Mazda MX-5 Miata RF Last but definitely not least, I had the chance to jump in the Miata RF – a car I was literally willing to endure four hours of LA weekday traffic to experience. As I patiently waited my turn I felt like a kid again, waiting for my turn in the line at Autopia. The Miata RF (short for “retractable fastback”) lived up to its reputation as a worthy successor to the Miata name. Six-speed manual transmission, terrific visibility, and Super Mario Kart-like handling all add up to a smile-inducing experience. Take 12 seconds to open the retractable roof, add in sun-kissed wine country scenery, and throw in as many apexes as you like – voila – you have driving joy and a temporary balm to the travails of suburban living. What about the oft-cited lack of power coming from the 155hp inline-4? In my brief dance with the RF I didn’t find myself wishing I had more power, but only a longer-term test with city and freeways thrown in can tell. That being said, I still think of “RF” as “really fun" and on the way out I was reminded why.

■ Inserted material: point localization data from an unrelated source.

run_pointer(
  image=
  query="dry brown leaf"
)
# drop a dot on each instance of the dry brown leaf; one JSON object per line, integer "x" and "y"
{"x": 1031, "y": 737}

There were two first-gen Miata's parked in the lot, one with a hardtop secured, one without. With the RF you don't have to choose between a focused apex dive-bombing session or a wind-swept cruise. I'm looking forward to doing a full review of this little badboy in the fall. 2017 Droptops and Dirt was a super fun event, we’re excited to get some more time behind the wheel of these cars in the near future. Thanks to our friends at the Motor Press Guild for hosting another fantastic event.